Yesterday, a magazine came in the mail addressed to Squeegee Beckenheim and for a moment I felt this warm, radiating happiness. Then, I cried.
I remember the first time I received a magazine in the mail addressed to Squeegee Beckenheim or Tooky Clothespin. Calvin was so confused, but I immediately saw the Gilmore Girls reference and knew that my mom was behind it. Watching Gilmore Girls together was a staple of my high school years. My mom had many commonalities with Lorelei, and I saw myself in Rory. Squeegee Beckenheim and Tooky Clothespin are from an episode when Lorelei is trying to unsubscribe from a mountain of catalogs and mail from different businesses all sent to different fake names that she gave – most notably those two. I remember calling her and she cheerfully confirmed that it was from her. It was some free magazine deal that she had signed me up for on a whim. After smiling at the address labels the first few times I received them, I stopped thinking about or paying attention to them.
Yesterday though, as we were getting back from the library, I looked at the address label.
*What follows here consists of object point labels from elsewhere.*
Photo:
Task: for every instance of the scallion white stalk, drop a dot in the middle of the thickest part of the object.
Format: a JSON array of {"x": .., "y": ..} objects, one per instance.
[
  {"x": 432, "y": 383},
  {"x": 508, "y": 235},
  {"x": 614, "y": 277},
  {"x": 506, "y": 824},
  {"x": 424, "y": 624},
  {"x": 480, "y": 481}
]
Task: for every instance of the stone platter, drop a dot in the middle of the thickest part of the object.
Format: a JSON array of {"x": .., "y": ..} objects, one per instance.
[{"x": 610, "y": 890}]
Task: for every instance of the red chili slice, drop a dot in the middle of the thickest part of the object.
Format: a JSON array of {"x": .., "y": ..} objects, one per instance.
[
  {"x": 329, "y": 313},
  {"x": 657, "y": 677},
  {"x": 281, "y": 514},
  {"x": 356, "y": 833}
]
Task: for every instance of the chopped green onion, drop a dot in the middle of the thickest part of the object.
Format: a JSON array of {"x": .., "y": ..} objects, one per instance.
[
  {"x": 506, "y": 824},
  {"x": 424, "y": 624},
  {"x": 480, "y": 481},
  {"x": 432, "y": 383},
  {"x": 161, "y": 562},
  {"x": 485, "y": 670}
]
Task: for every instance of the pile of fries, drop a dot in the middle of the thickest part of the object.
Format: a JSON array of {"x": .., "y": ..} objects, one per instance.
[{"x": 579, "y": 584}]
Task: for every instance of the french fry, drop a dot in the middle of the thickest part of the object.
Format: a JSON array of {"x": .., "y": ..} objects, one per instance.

It is amazing how easily a random piece of junk mail can bring up so many emotions. I was already missing my mom so strongly in that moment. Books were a strongly treasured part of my childhood – my mom made sure of it, and I remember her telling me years ago how much Fiona was going to love books and that I needed to make sure she had room for lots of bookshelves in her room. My mom loved seeing kids in love with books.
Yesterday Fiona was happier than I have seen her in a while. She was enjoying her new discovery that homeschooling means more time that can be spent at the library and she spent the day eagerly reading armloads of books – not because she had to for school, but because she loves reading. Lately, she has been too worn out after school to feel like reading. And getting her to read those levelled readers assigned by schools was like pulling teeth – they were easy reads for her, but she didn’t want to have to. As Fiona excitedly went on and on about all her books yesterday, I so desperately wanted to share that moment with my mom. She would have been so thrilled to see that light back in Fiona, especially since it came from books.
So, when I grabbed that mail and saw the label, it felt like a warm hug from my mom right when I was missing her most that day. I was immediately reminded of so many warm and loving memories of my mom – thanks to a simple piece of mail. Then, I cried because she is gone. Bittersweet has become the daily feeling around here since losing my mom, I miss her every day.